George S. Erath Field at Coy O. Williard Baseball Stadium
- Interactive map of George S. Erath Field at Coy O. Williard Baseball Stadium
- Location: 1013 North College Drive, High Point, North Carolina, US
- Coordinates: 35°58′32″N 79°59′44″W﻿ / ﻿35.975556°N 79.995556°W
- Owner: High Point University
- Operator: High Point University
- Capacity: 550
- Surface: Natural grass
- Scoreboard: Electronic

Construction
- Renovated: 2001, 2007, 2009, 2010

Tenants
- High Point Panthers baseball (NCAA DI Big South) Big South Tournament (2012)

= George S. Erath Field at Coy O. Williard Baseball Stadium =

Baseball venue in North Carolina, US

George S. Erath Field at Coy O. Williard Baseball Stadium is a baseball venue in High Point, North Carolina, United States. It is home to the High Point Panthers baseball team of the NCAA Division I Big South Conference. It has a capacity of 550 spectators.

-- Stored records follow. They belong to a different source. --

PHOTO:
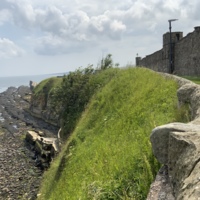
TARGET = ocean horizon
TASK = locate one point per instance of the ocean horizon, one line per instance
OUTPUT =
(16, 81)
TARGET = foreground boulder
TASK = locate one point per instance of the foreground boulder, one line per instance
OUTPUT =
(177, 147)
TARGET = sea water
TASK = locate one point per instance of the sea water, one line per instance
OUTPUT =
(16, 81)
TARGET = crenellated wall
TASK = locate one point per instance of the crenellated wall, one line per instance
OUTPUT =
(185, 54)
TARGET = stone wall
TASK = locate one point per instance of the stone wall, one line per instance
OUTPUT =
(185, 54)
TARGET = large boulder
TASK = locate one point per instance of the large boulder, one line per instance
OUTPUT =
(177, 146)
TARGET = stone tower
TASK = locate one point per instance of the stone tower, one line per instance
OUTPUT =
(175, 37)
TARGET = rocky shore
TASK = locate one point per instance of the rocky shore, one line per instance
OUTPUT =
(20, 174)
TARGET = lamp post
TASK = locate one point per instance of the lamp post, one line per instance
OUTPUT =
(170, 43)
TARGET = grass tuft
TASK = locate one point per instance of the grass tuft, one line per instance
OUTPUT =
(109, 156)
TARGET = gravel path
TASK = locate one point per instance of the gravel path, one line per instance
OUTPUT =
(19, 176)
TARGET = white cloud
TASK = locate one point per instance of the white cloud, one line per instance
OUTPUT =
(65, 26)
(8, 49)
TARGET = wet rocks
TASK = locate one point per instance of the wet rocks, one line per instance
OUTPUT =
(20, 174)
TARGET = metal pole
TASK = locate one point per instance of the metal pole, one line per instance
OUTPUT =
(170, 49)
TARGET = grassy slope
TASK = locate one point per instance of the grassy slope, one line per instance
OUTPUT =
(109, 154)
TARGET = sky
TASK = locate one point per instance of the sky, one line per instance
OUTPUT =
(57, 36)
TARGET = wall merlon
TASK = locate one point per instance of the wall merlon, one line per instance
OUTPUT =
(185, 54)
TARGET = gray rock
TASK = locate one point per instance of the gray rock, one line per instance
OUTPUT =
(177, 145)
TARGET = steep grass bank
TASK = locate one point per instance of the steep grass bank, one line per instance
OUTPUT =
(109, 155)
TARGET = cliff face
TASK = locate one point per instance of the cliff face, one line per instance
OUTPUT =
(177, 147)
(41, 107)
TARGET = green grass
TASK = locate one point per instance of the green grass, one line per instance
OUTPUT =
(193, 78)
(109, 155)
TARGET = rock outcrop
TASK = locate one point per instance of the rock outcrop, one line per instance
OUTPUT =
(177, 147)
(20, 175)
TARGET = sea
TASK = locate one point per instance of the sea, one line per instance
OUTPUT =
(16, 81)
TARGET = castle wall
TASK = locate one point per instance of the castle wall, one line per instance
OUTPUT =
(155, 62)
(186, 54)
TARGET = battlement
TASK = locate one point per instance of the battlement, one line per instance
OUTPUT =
(182, 53)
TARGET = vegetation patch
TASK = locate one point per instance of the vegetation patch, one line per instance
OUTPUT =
(194, 79)
(108, 155)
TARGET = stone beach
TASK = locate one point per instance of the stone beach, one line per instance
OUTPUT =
(20, 174)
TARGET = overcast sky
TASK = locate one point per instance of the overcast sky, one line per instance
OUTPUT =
(52, 36)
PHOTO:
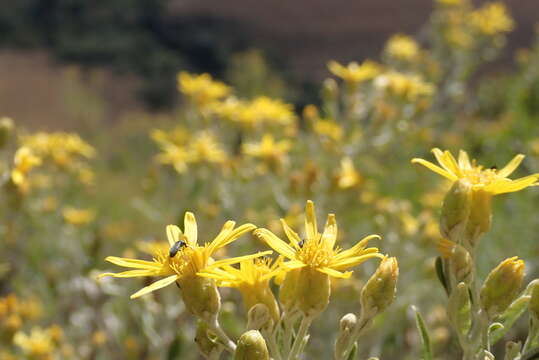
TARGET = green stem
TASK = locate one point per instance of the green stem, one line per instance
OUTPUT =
(302, 332)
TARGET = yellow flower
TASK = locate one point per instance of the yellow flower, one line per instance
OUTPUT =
(489, 180)
(407, 86)
(252, 281)
(313, 260)
(347, 175)
(206, 148)
(492, 19)
(328, 128)
(38, 344)
(190, 258)
(24, 160)
(202, 89)
(402, 47)
(354, 73)
(175, 155)
(268, 149)
(78, 217)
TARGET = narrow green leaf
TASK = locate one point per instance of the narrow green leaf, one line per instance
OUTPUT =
(424, 334)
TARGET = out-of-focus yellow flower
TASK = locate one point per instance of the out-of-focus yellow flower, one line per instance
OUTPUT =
(402, 47)
(177, 136)
(347, 175)
(252, 281)
(269, 150)
(410, 87)
(205, 148)
(78, 217)
(489, 180)
(175, 155)
(312, 260)
(328, 128)
(185, 258)
(202, 90)
(492, 19)
(25, 159)
(354, 73)
(38, 344)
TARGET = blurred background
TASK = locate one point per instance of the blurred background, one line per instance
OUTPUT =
(124, 114)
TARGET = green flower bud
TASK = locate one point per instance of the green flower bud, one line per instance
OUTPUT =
(480, 217)
(346, 328)
(200, 296)
(379, 292)
(456, 210)
(259, 317)
(251, 346)
(203, 338)
(502, 286)
(6, 129)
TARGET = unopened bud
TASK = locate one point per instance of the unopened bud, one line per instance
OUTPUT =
(456, 210)
(6, 129)
(502, 286)
(259, 317)
(533, 305)
(208, 347)
(460, 261)
(379, 292)
(346, 328)
(251, 346)
(459, 309)
(480, 217)
(200, 296)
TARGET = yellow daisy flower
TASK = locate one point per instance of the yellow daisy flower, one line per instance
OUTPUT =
(251, 279)
(185, 258)
(489, 180)
(313, 260)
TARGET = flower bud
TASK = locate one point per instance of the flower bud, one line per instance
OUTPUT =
(259, 317)
(208, 347)
(379, 292)
(502, 286)
(459, 309)
(251, 346)
(480, 217)
(6, 129)
(533, 305)
(200, 296)
(456, 210)
(346, 328)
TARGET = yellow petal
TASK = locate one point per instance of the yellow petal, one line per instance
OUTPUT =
(236, 260)
(357, 249)
(133, 263)
(354, 261)
(190, 228)
(511, 166)
(275, 243)
(435, 168)
(335, 273)
(311, 227)
(464, 160)
(129, 273)
(173, 234)
(291, 234)
(155, 286)
(330, 231)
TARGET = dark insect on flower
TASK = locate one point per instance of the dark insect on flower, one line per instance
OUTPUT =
(180, 244)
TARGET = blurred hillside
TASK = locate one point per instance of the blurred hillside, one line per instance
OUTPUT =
(137, 46)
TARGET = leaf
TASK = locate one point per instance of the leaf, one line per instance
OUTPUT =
(509, 317)
(424, 334)
(459, 309)
(439, 266)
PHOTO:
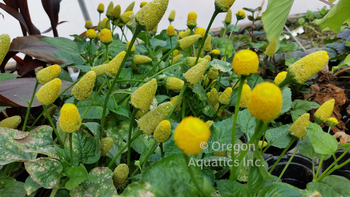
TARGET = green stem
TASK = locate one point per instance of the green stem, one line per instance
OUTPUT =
(29, 106)
(52, 124)
(285, 167)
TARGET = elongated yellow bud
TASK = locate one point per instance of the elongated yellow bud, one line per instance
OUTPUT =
(48, 93)
(162, 132)
(298, 129)
(69, 118)
(150, 14)
(150, 121)
(11, 122)
(114, 64)
(83, 89)
(308, 66)
(142, 98)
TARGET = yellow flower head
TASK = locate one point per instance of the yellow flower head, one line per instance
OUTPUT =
(132, 48)
(324, 112)
(143, 3)
(191, 20)
(308, 66)
(150, 121)
(88, 24)
(173, 83)
(83, 89)
(245, 62)
(171, 17)
(223, 5)
(142, 98)
(106, 145)
(228, 17)
(70, 120)
(194, 74)
(114, 64)
(11, 122)
(270, 49)
(240, 14)
(280, 77)
(120, 174)
(4, 46)
(48, 93)
(171, 31)
(162, 132)
(298, 128)
(105, 36)
(91, 33)
(207, 44)
(225, 96)
(141, 59)
(188, 41)
(191, 134)
(245, 96)
(47, 74)
(101, 8)
(265, 101)
(150, 14)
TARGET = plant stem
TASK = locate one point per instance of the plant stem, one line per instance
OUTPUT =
(285, 167)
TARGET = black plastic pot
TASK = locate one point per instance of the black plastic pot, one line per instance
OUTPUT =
(298, 173)
(343, 171)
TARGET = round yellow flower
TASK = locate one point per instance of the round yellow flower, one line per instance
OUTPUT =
(265, 101)
(70, 120)
(245, 62)
(191, 134)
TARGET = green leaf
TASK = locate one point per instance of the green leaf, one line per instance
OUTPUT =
(44, 171)
(322, 142)
(335, 18)
(9, 152)
(231, 188)
(103, 187)
(275, 17)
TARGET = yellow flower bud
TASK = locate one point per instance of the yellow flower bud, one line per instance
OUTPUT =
(47, 74)
(171, 17)
(150, 121)
(223, 5)
(308, 66)
(173, 83)
(194, 74)
(245, 62)
(280, 77)
(105, 36)
(114, 64)
(162, 132)
(120, 174)
(11, 122)
(142, 98)
(101, 8)
(225, 96)
(228, 17)
(188, 41)
(171, 31)
(270, 49)
(70, 120)
(190, 134)
(141, 59)
(324, 112)
(207, 44)
(83, 89)
(149, 16)
(48, 93)
(265, 101)
(298, 128)
(4, 46)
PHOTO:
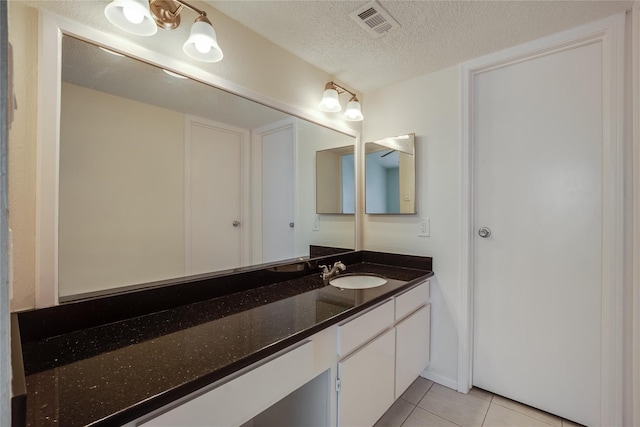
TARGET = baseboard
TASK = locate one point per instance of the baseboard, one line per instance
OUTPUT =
(440, 379)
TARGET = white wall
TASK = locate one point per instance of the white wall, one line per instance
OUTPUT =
(429, 106)
(121, 165)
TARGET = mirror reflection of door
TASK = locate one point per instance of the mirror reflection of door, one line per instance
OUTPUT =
(335, 181)
(214, 194)
(390, 176)
(277, 143)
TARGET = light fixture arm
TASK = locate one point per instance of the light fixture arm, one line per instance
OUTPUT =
(340, 89)
(187, 5)
(166, 13)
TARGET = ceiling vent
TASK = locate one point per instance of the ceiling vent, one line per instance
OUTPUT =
(373, 18)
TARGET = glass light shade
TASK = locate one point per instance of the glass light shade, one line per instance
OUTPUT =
(353, 113)
(202, 44)
(330, 102)
(132, 16)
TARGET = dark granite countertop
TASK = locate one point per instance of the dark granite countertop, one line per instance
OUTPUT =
(112, 372)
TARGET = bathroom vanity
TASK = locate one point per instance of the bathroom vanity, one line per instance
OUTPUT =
(245, 347)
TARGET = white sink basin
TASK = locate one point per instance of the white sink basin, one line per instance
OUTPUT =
(357, 281)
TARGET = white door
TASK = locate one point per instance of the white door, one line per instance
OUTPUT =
(214, 222)
(277, 185)
(538, 186)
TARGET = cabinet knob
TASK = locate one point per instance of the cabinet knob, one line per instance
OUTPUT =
(484, 232)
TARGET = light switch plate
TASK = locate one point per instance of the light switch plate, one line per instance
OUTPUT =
(424, 227)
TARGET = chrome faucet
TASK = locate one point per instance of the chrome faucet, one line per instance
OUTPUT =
(337, 268)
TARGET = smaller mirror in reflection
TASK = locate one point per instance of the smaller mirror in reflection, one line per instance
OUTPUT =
(335, 181)
(390, 175)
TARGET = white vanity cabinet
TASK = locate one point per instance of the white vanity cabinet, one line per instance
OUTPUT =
(367, 382)
(382, 352)
(413, 335)
(371, 358)
(236, 401)
(366, 376)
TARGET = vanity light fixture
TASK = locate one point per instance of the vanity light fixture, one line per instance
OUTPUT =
(143, 17)
(331, 102)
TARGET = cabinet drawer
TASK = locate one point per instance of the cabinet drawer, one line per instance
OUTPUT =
(411, 300)
(367, 382)
(361, 329)
(244, 397)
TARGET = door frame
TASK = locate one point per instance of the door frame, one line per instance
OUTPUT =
(245, 188)
(610, 33)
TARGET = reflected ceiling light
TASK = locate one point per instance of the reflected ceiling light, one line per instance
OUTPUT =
(110, 51)
(143, 17)
(331, 102)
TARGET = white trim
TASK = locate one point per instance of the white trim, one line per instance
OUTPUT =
(52, 27)
(256, 171)
(635, 251)
(609, 32)
(245, 182)
(47, 162)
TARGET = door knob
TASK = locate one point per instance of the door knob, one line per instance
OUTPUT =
(484, 232)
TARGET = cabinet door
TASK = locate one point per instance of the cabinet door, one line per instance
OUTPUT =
(367, 383)
(412, 348)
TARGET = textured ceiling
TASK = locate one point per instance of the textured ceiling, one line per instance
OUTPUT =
(433, 34)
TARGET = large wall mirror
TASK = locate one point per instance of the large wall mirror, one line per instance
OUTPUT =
(162, 177)
(390, 175)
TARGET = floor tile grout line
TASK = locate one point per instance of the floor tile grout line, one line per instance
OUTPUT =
(408, 416)
(487, 411)
(527, 415)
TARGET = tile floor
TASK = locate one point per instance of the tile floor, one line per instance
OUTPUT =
(428, 404)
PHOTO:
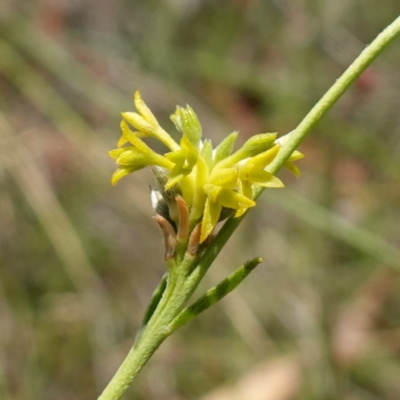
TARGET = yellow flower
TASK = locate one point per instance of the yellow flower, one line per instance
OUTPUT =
(206, 182)
(146, 124)
(133, 158)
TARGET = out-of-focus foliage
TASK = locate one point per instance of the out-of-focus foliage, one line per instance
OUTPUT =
(80, 258)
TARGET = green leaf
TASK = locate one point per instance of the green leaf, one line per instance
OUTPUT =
(186, 122)
(225, 148)
(215, 294)
(206, 152)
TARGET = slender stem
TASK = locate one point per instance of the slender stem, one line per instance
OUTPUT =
(174, 298)
(360, 64)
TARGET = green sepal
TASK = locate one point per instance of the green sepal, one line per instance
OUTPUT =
(187, 123)
(225, 148)
(206, 152)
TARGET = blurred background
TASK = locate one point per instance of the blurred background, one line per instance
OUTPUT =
(79, 259)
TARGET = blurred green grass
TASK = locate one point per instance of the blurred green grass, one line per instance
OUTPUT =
(79, 259)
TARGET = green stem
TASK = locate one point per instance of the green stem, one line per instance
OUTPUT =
(359, 65)
(176, 295)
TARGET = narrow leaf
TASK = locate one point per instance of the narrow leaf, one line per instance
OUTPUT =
(215, 294)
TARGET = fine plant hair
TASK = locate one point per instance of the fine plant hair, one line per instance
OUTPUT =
(198, 187)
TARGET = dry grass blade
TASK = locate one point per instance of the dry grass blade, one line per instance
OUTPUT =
(277, 379)
(64, 238)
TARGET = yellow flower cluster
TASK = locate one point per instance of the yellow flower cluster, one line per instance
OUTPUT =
(209, 180)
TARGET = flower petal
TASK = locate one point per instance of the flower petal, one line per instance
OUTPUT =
(212, 212)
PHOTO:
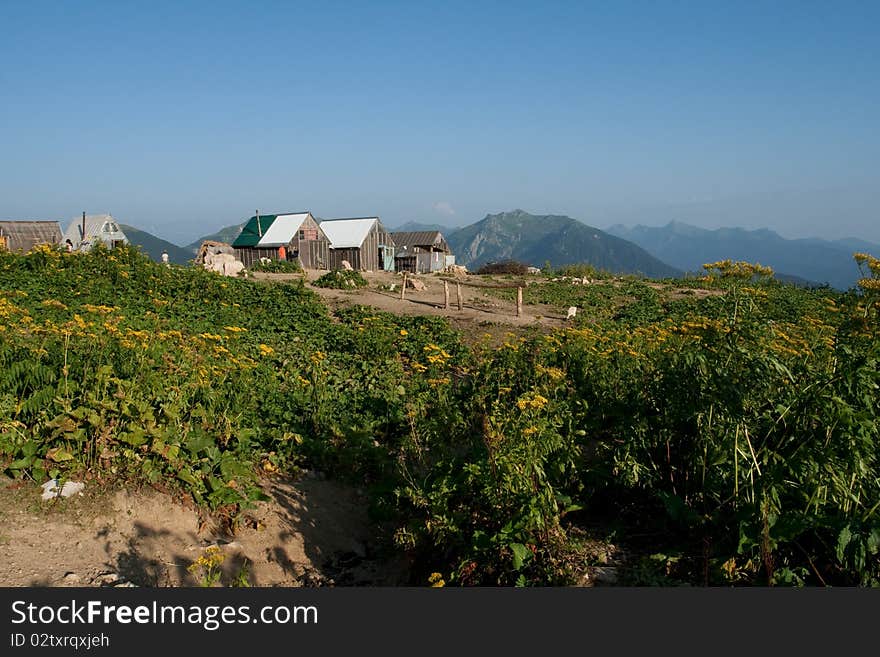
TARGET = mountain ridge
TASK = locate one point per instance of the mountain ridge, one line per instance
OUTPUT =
(557, 239)
(688, 247)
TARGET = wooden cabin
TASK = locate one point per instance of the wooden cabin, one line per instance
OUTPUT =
(363, 242)
(86, 232)
(22, 236)
(298, 232)
(421, 252)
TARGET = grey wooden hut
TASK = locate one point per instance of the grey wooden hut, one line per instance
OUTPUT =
(421, 252)
(362, 241)
(25, 235)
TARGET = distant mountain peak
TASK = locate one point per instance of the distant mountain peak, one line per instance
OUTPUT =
(561, 240)
(688, 247)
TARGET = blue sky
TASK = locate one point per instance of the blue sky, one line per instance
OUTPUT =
(183, 117)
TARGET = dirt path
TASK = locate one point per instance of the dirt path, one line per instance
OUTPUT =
(478, 308)
(312, 533)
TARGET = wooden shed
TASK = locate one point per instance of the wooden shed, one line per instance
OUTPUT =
(421, 252)
(298, 232)
(362, 241)
(25, 235)
(87, 231)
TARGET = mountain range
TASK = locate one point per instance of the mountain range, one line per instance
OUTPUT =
(556, 239)
(689, 247)
(153, 246)
(654, 251)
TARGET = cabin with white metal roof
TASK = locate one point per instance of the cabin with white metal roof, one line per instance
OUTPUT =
(363, 242)
(84, 233)
(421, 252)
(300, 235)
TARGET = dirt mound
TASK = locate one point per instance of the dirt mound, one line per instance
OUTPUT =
(312, 532)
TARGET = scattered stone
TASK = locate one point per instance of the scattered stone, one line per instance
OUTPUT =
(72, 578)
(106, 579)
(51, 490)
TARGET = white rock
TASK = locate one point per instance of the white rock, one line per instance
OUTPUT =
(50, 489)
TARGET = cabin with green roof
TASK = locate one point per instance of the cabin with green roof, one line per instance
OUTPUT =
(302, 238)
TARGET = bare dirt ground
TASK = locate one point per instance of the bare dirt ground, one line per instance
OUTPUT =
(313, 532)
(478, 307)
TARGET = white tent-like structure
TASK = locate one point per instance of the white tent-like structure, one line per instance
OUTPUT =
(87, 231)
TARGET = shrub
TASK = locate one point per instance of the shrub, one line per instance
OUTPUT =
(277, 266)
(340, 279)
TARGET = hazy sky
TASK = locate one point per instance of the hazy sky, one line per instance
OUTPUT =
(183, 117)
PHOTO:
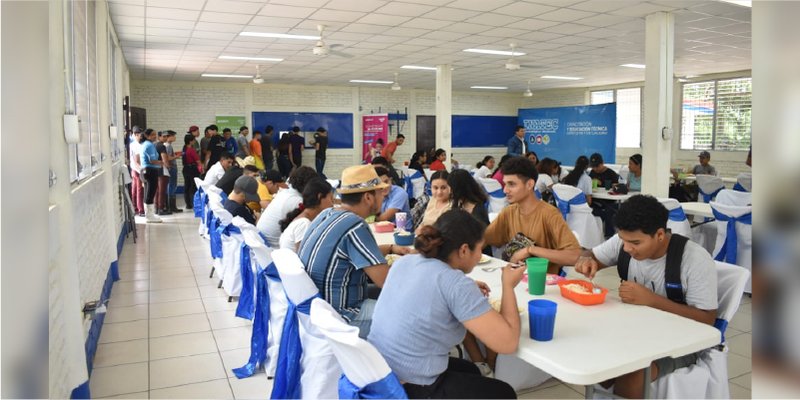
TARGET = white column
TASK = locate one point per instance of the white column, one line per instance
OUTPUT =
(656, 142)
(444, 109)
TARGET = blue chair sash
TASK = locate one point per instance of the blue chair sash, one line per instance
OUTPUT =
(387, 388)
(677, 215)
(260, 334)
(727, 252)
(287, 375)
(564, 206)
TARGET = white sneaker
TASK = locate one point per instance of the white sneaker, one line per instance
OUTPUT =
(486, 370)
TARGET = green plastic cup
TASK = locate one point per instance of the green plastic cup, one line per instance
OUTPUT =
(537, 274)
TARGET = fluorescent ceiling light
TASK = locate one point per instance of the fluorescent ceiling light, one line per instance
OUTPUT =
(565, 78)
(279, 35)
(369, 81)
(418, 67)
(250, 58)
(495, 52)
(226, 76)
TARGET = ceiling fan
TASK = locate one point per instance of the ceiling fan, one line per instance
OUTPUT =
(322, 49)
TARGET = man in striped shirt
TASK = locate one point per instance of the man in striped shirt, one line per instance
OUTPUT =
(340, 252)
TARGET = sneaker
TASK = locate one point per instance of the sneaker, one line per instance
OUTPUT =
(485, 369)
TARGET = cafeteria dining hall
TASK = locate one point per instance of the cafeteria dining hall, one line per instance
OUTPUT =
(397, 199)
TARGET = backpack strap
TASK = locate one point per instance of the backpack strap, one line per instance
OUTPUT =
(672, 272)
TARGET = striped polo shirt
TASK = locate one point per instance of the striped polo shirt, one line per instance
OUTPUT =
(337, 246)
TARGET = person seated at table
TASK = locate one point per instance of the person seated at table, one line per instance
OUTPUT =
(317, 196)
(484, 167)
(395, 200)
(340, 252)
(644, 240)
(540, 222)
(416, 344)
(429, 208)
(704, 168)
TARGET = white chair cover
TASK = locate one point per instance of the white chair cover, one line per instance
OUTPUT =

Originally known simply as George S. Erath Field, the venue was renamed George S. Erath Field at Coy O. Williard Baseball Stadium in 2007, following the construction of a seating structure with 501 chairback seats, a press box, concessions, and restrooms. In 2009, a FieldTurf halo was added around home plate, and the warning track was renovated. In 2010, the right center field fence was lowered to allow for better spectator sightlines. Additionally, an irrigation system and scoreboard have been added since 2001, and the infield has been renovated.

The venue hosted the 2012 Big South Conference baseball tournament, won by Coastal Carolina.

In 2012, college baseball writer Eric Sorenson ranked the facility the fourth best small venue in Division I baseball.